First SIFT feature extraction wants the Gaussian difference (DoG) of computed image Gaussian smoothing (LoG) and image.In the process of the Gaussian smoothing of computed image, need to use the concept of metric space.Metric space is divided into different layers, and every one deck is corresponding different sampling rate for image, and the sampling step length of calculating one deck is 1, and it is that the sampling step length of 4, the k layers is 2 that the second layer is 2, the three layers
k-1.And in every one deck, be divided into again S level, wherein on s level, the corresponding mean square deviation for level and smooth Gaussian function is σ
s=2
s/Sσ
0, wherein σ
0=16, S gets 5 conventionally.In one deck, two adjacent levels do the poor Gaussian difference that obtains image, and the number of the Gaussian difference image in every layer is S-1.Judge whether certain in Gaussian difference is a bit possible unique point, will by it with in this level and upper and lower two levels the value of totally 26 points compare, if extreme point, just elect candidate's unique point as.

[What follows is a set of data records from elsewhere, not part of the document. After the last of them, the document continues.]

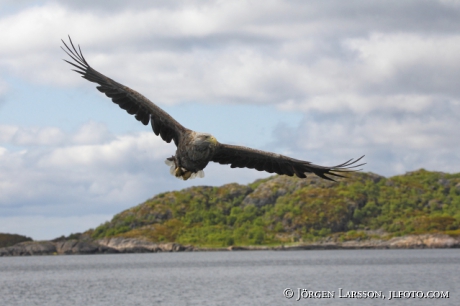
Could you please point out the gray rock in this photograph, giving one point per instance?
(29, 248)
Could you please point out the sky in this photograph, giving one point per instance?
(323, 81)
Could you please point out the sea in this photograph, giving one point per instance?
(307, 277)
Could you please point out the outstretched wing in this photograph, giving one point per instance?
(243, 157)
(130, 100)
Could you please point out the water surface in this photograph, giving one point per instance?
(229, 278)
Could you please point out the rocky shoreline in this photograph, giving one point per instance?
(131, 245)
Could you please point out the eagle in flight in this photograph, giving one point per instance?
(195, 150)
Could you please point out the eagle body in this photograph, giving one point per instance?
(195, 150)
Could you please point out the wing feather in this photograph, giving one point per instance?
(130, 100)
(243, 157)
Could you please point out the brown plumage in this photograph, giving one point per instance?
(195, 150)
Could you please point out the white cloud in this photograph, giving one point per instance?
(52, 184)
(49, 227)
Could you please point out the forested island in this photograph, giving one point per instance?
(365, 210)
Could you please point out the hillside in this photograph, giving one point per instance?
(7, 240)
(283, 209)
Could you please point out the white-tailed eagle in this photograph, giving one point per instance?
(195, 150)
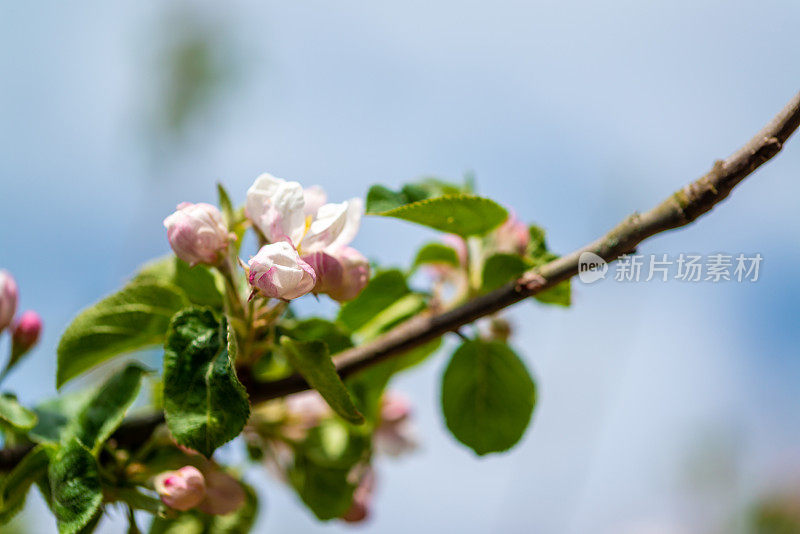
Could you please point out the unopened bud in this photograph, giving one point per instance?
(277, 271)
(8, 299)
(500, 329)
(362, 498)
(395, 434)
(197, 233)
(224, 494)
(182, 489)
(24, 334)
(354, 275)
(512, 236)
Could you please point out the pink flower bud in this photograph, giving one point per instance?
(328, 269)
(8, 299)
(395, 435)
(355, 274)
(341, 274)
(224, 494)
(314, 198)
(182, 489)
(459, 245)
(25, 333)
(197, 233)
(277, 271)
(512, 236)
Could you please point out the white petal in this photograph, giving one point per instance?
(276, 207)
(330, 220)
(355, 210)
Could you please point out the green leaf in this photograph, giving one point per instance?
(487, 396)
(311, 359)
(500, 269)
(325, 490)
(16, 484)
(436, 253)
(537, 246)
(104, 411)
(317, 329)
(205, 405)
(186, 523)
(464, 215)
(134, 318)
(55, 415)
(13, 413)
(560, 294)
(201, 285)
(225, 205)
(367, 386)
(400, 310)
(383, 290)
(240, 521)
(74, 486)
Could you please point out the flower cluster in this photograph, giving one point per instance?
(212, 491)
(26, 328)
(308, 241)
(305, 240)
(393, 435)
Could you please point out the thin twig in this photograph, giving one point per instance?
(680, 209)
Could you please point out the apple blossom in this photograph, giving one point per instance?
(355, 274)
(362, 498)
(25, 333)
(223, 495)
(182, 489)
(512, 236)
(341, 274)
(8, 299)
(197, 233)
(277, 271)
(395, 435)
(285, 212)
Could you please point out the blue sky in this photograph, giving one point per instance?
(573, 113)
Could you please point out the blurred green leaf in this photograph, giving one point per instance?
(201, 285)
(325, 490)
(537, 246)
(205, 405)
(193, 522)
(383, 290)
(312, 361)
(436, 253)
(16, 484)
(54, 415)
(380, 198)
(135, 317)
(397, 312)
(104, 411)
(487, 396)
(464, 215)
(500, 269)
(367, 386)
(13, 413)
(317, 329)
(75, 486)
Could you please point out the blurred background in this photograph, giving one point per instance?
(664, 407)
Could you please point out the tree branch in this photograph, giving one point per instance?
(680, 209)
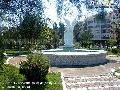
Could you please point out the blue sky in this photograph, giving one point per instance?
(51, 10)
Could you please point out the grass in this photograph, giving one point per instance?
(54, 82)
(55, 79)
(15, 53)
(118, 70)
(111, 53)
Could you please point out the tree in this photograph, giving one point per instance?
(9, 75)
(35, 68)
(86, 38)
(77, 30)
(111, 43)
(117, 31)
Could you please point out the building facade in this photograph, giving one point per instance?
(99, 28)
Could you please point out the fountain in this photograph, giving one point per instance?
(70, 56)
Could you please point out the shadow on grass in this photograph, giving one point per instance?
(80, 66)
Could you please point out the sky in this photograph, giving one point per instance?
(50, 11)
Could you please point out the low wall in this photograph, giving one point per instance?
(85, 59)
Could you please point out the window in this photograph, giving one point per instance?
(97, 31)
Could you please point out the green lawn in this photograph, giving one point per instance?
(118, 70)
(15, 53)
(111, 53)
(54, 80)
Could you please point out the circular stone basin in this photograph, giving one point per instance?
(59, 57)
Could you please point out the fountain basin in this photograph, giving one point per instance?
(59, 57)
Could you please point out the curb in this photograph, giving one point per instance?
(63, 82)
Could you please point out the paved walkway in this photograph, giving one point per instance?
(87, 78)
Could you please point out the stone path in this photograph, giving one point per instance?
(87, 78)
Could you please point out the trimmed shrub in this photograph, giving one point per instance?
(8, 75)
(1, 57)
(115, 50)
(35, 68)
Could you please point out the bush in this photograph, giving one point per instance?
(35, 68)
(1, 57)
(8, 75)
(115, 50)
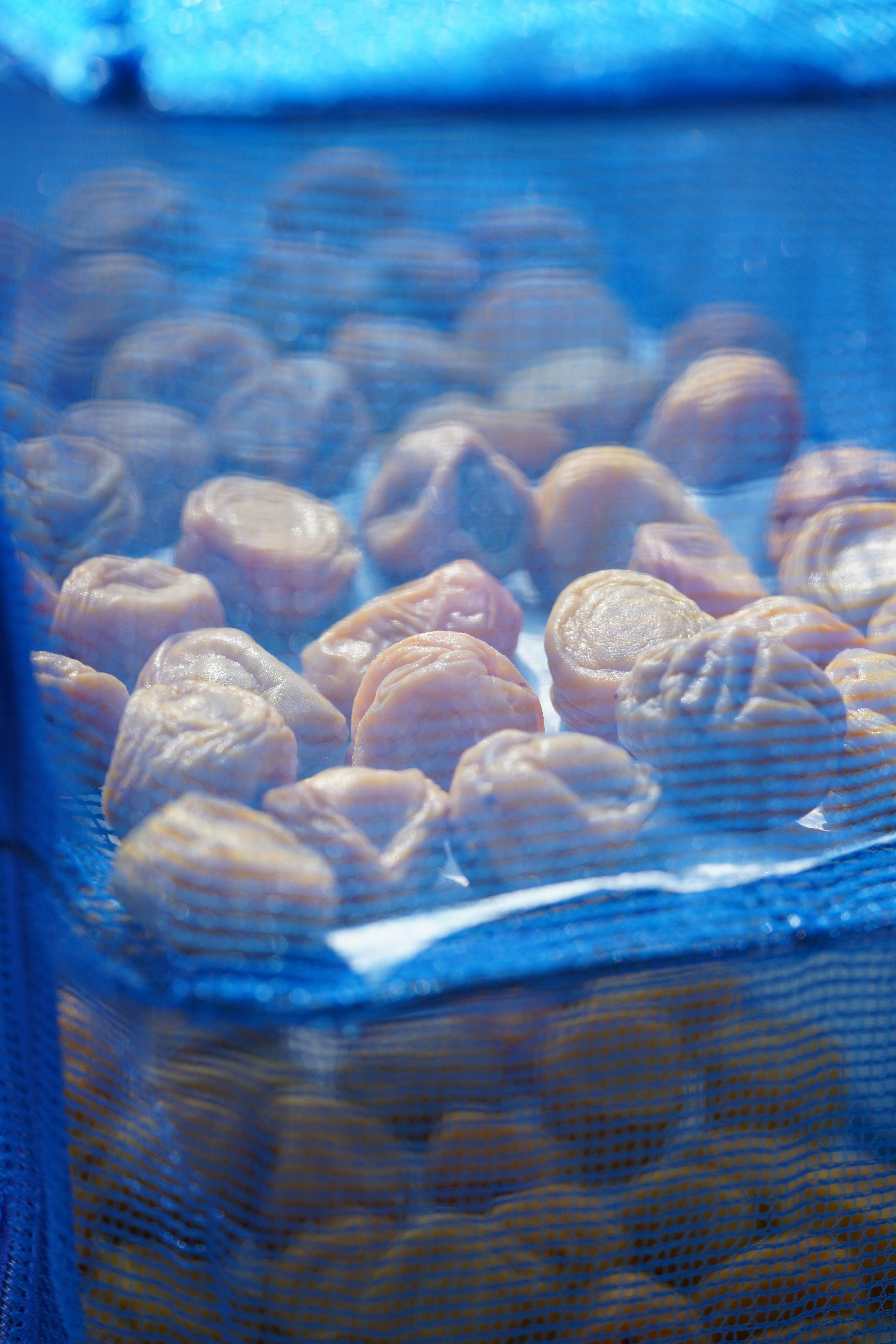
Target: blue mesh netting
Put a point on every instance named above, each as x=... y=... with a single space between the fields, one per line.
x=648 y=1103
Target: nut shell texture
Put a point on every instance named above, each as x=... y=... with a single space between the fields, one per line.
x=590 y=507
x=214 y=878
x=597 y=630
x=528 y=807
x=445 y=494
x=844 y=558
x=277 y=556
x=731 y=417
x=194 y=737
x=429 y=698
x=746 y=733
x=459 y=596
x=113 y=612
x=232 y=658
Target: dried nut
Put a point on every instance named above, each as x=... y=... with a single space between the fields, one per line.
x=597 y=630
x=279 y=557
x=232 y=658
x=397 y=365
x=113 y=612
x=777 y=1076
x=530 y=808
x=81 y=714
x=746 y=733
x=327 y=1156
x=187 y=362
x=210 y=875
x=635 y=1310
x=714 y=327
x=194 y=736
x=598 y=397
x=69 y=498
x=124 y=210
x=382 y=831
x=444 y=494
x=682 y=1221
x=425 y=276
x=731 y=417
x=612 y=1089
x=429 y=698
x=882 y=628
x=780 y=1283
x=69 y=318
x=844 y=558
x=459 y=596
x=532 y=443
x=166 y=451
x=700 y=562
x=809 y=630
x=342 y=193
x=821 y=479
x=526 y=315
x=453 y=1277
x=299 y=421
x=590 y=507
x=863 y=794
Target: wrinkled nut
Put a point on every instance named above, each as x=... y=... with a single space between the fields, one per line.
x=682 y=1221
x=449 y=1277
x=809 y=630
x=776 y=1076
x=81 y=713
x=820 y=479
x=882 y=628
x=459 y=596
x=445 y=494
x=863 y=794
x=477 y=1156
x=534 y=443
x=612 y=1089
x=714 y=327
x=69 y=498
x=232 y=658
x=598 y=397
x=844 y=558
x=68 y=319
x=635 y=1310
x=113 y=612
x=597 y=630
x=425 y=276
x=279 y=557
x=397 y=365
x=571 y=1230
x=299 y=421
x=429 y=698
x=731 y=417
x=412 y=1072
x=526 y=315
x=126 y=210
x=382 y=831
x=327 y=1156
x=166 y=451
x=531 y=808
x=746 y=733
x=590 y=507
x=700 y=562
x=187 y=362
x=342 y=193
x=213 y=877
x=781 y=1281
x=195 y=736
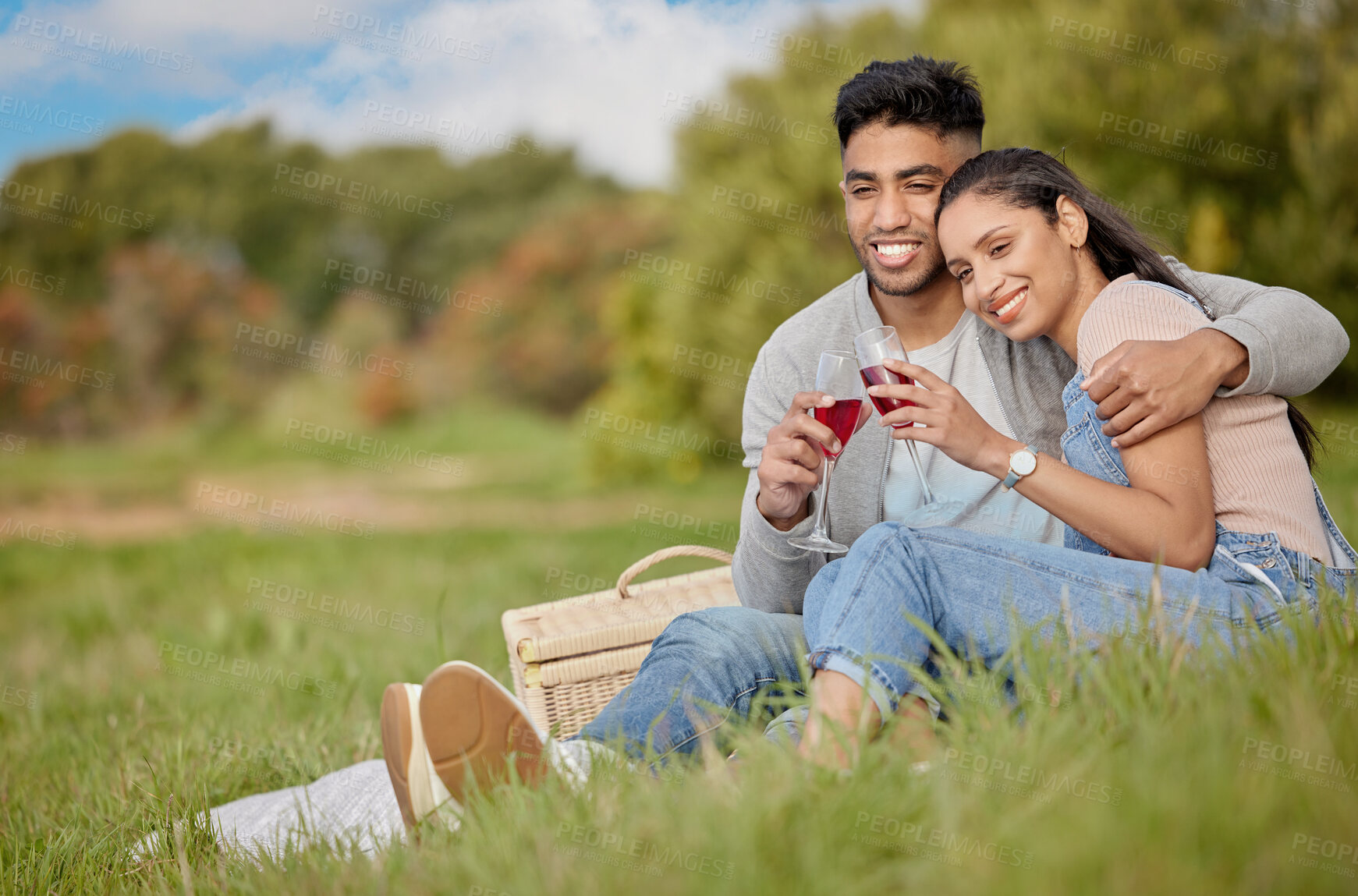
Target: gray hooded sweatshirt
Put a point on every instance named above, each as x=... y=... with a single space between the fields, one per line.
x=1293 y=346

Unique point is around for calculating the gradient group of descriptor and corresponding Gauss's weights distribution range as shown in Figure 2.In Gaussian smoothing image, get unique point 16 × 16 points around, according to
θ(x,y)=arctan(L(x,y+1)-L(x,y?1))/(L(x+1,y)L(x-1,y))
Be identified for amplitude corresponding to each position and direction.Use mean square deviation is that big or small i.e. 8 the Gaussian function of elongated half that calculates descriptor window used carries out weights distribution to the point in region, to strengthen the indeformable of illumination and Geometrical change.Again for each region calculated level, vertically, principal diagonal, the each both sides of counter-diagonal in totally 8 directions about the histogram of Grad, Grad corresponding in each direction is as the one-component in Feature Descriptor, form the vector of 4 × 4 × 8=128 dimension, and do naturalization and generate final descriptor vector.As shown in Figure 3.
Shown in Fig. 4 be in the hidden conditional random fields that single body is corresponding abstract model out.Model is divided into three layers: last layer representative be label corresponding to target, during for training pattern, it is the part of input, in identifying, it is final Output rusults; Middle one deck is the non-directed graph that hidden state forms, in these hidden states, between every two summits that represent hidden state, all have a limit, and weights on value and the limit of the value on limit between object label and hidden state, hidden state are all constantly adjusted to complete in training process; Each hidden state is a corresponding observation vector again, and for the present invention, what these observation vectors were corresponding is the vector set after NPE method dimensionality reduction.In Fig. 4, only include 4 hidden states, corresponding 4 observation vectors.And in real process, typically, the image about object that one width comprises certain texture extracts through SIFT algorithm, possess even thousands of unique point descriptors of hundreds of, thereby vector set after corresponding similar number dimensionality reduction, it has formed the importation of training and the identification of the Model of Target Recognition based on HCRF.